For coloured folk have much to remember and they will not forget.
But is this inevitable? Must we sit helpless before this
awful prospect? While we are planning, as a result of the present holocaust,
the disarmament of Europe and a European international world-police, must
the rest of the world be left naked to the inevitable horror of war, especially
when we know that it is directly in this outer circle of races, and not in
the inner European household, that the real causes of present European fighting
are to be found?
Our duty is clear. Racial slander must go. Racial prejudice
will follow. Steadfast faith in humanity must come. The domination of one
people by another without the other’s consent, be the subject people black
or white, must stop. The doctrine of forcible economic expansion over subject
peoples must go. Religious hypocrisy must stop. "Blood-thirsty"
Mwanga of Uganda killed an English bishop because they feared that his coming
meant English domination. It did mean English domination, and the world and
the bishop knew it, and yet the world was "horrified"! Such missionary
hypocrisy must go. With clean hands and honest hearts we must front high
Heaven and beg peace in our time.
In this great work who can help us? In the Orient, the
awakened Japanese and the awakening leaders of New China; in India and Egypt,
the young men trained in Europe and European ideals, who now form the stuff
that Revolution is born of. But in Africa? Who better than the twenty-five
million grandchildren of the European slave trade, spread through the Americas
and now writhing desperately for freedom and a place in the world?
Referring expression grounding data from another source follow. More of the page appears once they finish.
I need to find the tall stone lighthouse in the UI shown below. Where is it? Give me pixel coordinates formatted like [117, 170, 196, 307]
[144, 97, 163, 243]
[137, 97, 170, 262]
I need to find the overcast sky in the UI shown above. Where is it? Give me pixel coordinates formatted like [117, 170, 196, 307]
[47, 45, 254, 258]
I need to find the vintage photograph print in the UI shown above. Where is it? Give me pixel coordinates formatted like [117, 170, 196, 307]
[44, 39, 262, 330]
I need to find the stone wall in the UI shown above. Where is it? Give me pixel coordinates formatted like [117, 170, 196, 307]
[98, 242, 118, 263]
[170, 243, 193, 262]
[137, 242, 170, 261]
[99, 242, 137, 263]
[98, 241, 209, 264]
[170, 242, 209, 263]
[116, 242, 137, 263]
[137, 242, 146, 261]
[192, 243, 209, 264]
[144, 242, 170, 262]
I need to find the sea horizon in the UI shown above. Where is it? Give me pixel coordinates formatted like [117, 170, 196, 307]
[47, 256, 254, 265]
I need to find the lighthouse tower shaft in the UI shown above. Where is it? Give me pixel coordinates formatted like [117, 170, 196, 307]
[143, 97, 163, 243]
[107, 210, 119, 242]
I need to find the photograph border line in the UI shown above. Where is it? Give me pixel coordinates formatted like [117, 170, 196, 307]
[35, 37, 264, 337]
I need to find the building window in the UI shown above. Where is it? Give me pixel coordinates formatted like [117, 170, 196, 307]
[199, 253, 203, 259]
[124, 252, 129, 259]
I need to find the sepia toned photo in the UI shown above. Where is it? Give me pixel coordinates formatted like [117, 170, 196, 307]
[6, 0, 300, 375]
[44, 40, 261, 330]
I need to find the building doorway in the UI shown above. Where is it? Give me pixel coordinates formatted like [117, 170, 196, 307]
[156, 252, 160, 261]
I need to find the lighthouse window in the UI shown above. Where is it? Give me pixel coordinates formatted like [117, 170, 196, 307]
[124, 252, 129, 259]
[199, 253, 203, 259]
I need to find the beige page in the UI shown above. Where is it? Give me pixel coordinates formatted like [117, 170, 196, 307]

And of
these millions first of all the ten million black folk of the United States,
now a problem, then a world-salvation.
Twenty centuries before the Christ a great cloud swept
over sea and settled on Africa, darkening and well-nigh blotting out the
culture of the land of Egypt. For half a thousand years it rested there until
a black woman, Queen Nefertari, "the most venerated figure in Egyptian
history," rose to the throne of the Pharaohs and redeemed the world
and her people. Twenty centuries after Christ, black Africa, prostrate, raped,
and shamed, lies at the feet of the conquering Philistines of Europe. Beyond
the awful sea a black woman is weeping and waiting with her sons on her breast.
What shall the end be? The world-old and fearful things, War and Wealth,
Murder and Luxury? Or shall it be a new thing – a new peace and new democracy
of all races: a great humanity of equal men? "Semper novi quid ex Africa!"